Com essa receita, é fácil ter a tentação de incluí-lo naquela categoria de filmes cult que se contentam com a exposição quase obscena da degenerescência do gênero humano, como se essa fosse a única atitude decente e inteligente num mundo em desintegração.
Isso se "Olhos de Serpente" não fosse dirigido por Abel Ferrara, um diretor obcecado por culpa e, evidentemente, expiação. Ou seja, a contemplação da queda não se faz sem o desejo e, em menor medida, a possibilidade da superação, da transcendência.
Harvey Keitel interpreta um diretor que está filmando a história de um casal em crise. Madonna e James Russo, o casal, tiveram uma vida à base de sexo desregrado e drogas, até que Madonna resolve cair fora e se converte ao catolicismo. O marido não compreende a guinada da mulher, se sente traído e furioso. O diretor, por sua vez, também está enfrentando uma crise conjugal –enquanto a mulher cuida do filho, ele transa com todas as atrizes que cruzam o seu caminho.

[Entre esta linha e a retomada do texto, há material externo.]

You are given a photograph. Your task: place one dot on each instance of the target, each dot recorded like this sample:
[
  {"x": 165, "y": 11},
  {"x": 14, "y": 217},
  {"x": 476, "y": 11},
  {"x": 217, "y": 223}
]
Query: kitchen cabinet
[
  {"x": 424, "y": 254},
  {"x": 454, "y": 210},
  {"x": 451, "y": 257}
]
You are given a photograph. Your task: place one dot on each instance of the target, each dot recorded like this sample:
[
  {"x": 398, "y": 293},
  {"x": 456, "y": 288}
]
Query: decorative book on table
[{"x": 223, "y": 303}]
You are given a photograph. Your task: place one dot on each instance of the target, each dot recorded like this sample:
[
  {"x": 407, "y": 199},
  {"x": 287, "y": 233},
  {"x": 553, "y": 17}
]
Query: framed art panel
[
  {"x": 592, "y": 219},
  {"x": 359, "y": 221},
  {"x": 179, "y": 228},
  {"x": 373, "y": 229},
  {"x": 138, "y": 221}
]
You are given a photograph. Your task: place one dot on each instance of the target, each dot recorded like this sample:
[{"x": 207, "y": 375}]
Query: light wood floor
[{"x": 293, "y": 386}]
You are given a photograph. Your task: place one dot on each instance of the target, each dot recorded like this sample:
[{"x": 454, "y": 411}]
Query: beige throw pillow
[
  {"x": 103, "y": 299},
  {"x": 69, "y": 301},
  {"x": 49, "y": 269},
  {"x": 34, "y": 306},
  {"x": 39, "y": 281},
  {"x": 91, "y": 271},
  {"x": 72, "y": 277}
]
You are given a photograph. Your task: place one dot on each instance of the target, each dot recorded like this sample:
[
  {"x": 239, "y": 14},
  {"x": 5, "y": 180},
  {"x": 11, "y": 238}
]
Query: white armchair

Os diferentes planos –o filme, as relações entre os personagens dentro filme, as invejas e disputa entre atores e diretor, a vida pessoal do diretor e dos atores– se entrecruzam e se confundem numa promiscuidade sufocante. O filme dentro do filme vai tomando a história e espalhando sua doença.
Harvey Keitel parece que nasceu para os papéis dos filmes de Ferrara. Já em "Vício Frenético", outra incursão do diretor nos escombros da alma humana, Keitel se supera como o policial viciado em drogas que corre direto para o abismo. Aqui, ele é quase um alter ego de Ferrara.
A surpresa de "Olhos de Serpente" é Madonna. Ferrara faz gato e sapato dela –e ela devolve à altura. Madonna faz piadas sobre louras burras, transa com todo mundo, é humilhada, ofendida e espezinhada. Mas também aparece como a pecadora arrependida, de uma religiosidade sofrida e terrivelmente deslocada. Um achado.
Se o primeiro filme de Ferrara, "Vício Frenético", resvala em maneirismos do submundo, "Olhos de Serpente" consegue se livrar desses pecadilhos. E, ainda, criar um inferno na Terra, nos outros e, sobretudo, em nós mesmos.

Vídeo: Olhos de Serpente
Direção: Abel Ferrara
Elenco: Harvey Keitel, Madonna e James Russo
Lançamento: Paris Filmes (011/864-3155)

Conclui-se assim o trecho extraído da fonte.